The Correct Option is C

Concept:
The given two-step sequence represents the Wolff-Kishner reduction. This reaction completely reduces the carbonyl group ($-C=O$) of an aldehyde or ketone into a methylene group ($-CH_2-$) to form an alkane.
Step 1: Identify the starting material and the first step.
The starting material is Ethyl phenyl ketone, which has the structure $C_6H_5 - C(=O) - CH_2CH_3$. In the first step, the ketone reacts with hydrazine ($H_2N-NH_2$). Water is eliminated, and a carbon-nitrogen double bond is formed. $$C_6H_5-C(=O)-CH_2CH_3 + H_2N-NH_2 \rightarrow C_6H_5-C(=N-NH_2)-CH_2CH_3 + H_2O$$ The product 'A' is a hydrazone (specifically, ethyl phenyl ketone hydrazone).
Step 2: Identify the second step and the final product.

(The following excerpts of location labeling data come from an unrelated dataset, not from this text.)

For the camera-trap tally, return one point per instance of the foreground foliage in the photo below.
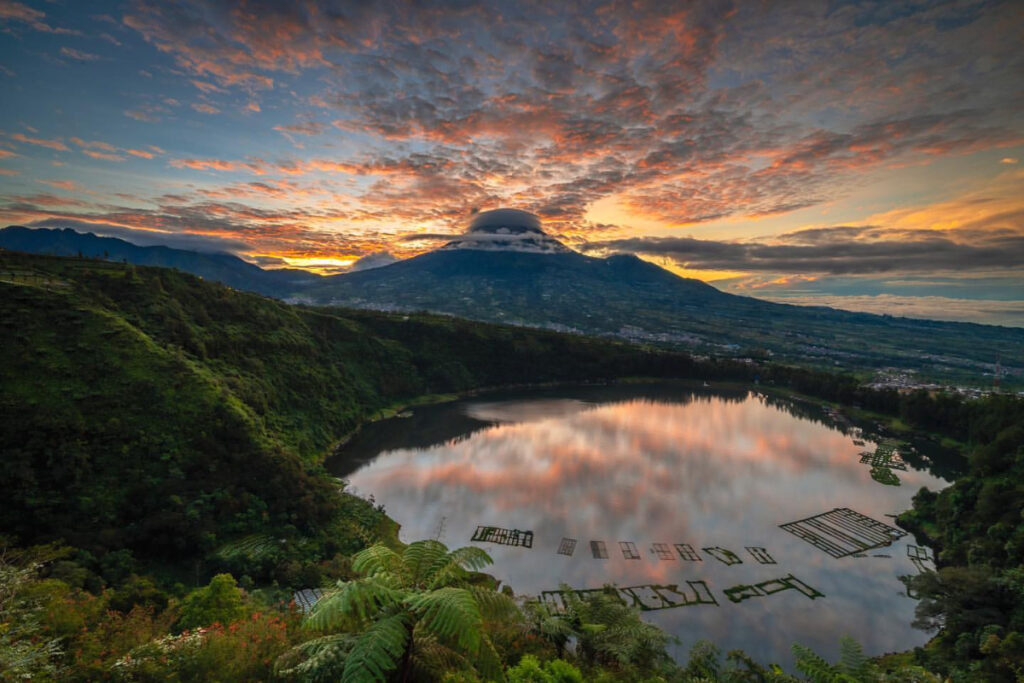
(417, 613)
(167, 430)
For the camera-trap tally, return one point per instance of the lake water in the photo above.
(649, 465)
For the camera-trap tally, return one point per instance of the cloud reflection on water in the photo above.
(708, 472)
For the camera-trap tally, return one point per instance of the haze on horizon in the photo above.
(860, 155)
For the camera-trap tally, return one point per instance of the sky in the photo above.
(860, 155)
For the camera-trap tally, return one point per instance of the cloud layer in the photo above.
(320, 130)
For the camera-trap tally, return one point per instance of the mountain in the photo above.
(151, 410)
(506, 268)
(221, 267)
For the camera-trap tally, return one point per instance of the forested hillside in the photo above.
(150, 410)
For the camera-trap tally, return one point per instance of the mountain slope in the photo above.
(518, 274)
(150, 410)
(627, 297)
(218, 266)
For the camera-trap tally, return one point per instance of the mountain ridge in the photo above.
(620, 296)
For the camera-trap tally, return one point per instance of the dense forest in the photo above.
(162, 438)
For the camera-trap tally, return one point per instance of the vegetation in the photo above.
(159, 431)
(975, 600)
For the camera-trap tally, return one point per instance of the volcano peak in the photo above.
(507, 229)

In the second step, the hydrazone 'A' is heated with a strong base (like $KOH$) in a high-boiling solvent like ethylene glycol ($HO-CH_2CH_2-OH$). Under these conditions, nitrogen gas ($N_2$) is expelled, and the $=N-NH_2$ group is replaced by two hydrogen atoms. $$C_6H_5-C(=N-NH_2)-CH_2CH_3 \xrightarrow{KOH, \Delta} C_6H_5-CH_2-CH_2CH_3 + N_2$$
Step 3: Name the final product 'B'.
The resulting alkane chain attached to the benzene ring has 3 carbon atoms arranged in a straight line: $-CH_2-CH_2-CH_3$. This straight 3-carbon chain is a normal propyl (n-propyl) group. Therefore, the IUPAC name of product 'B' is n-propyl benzene.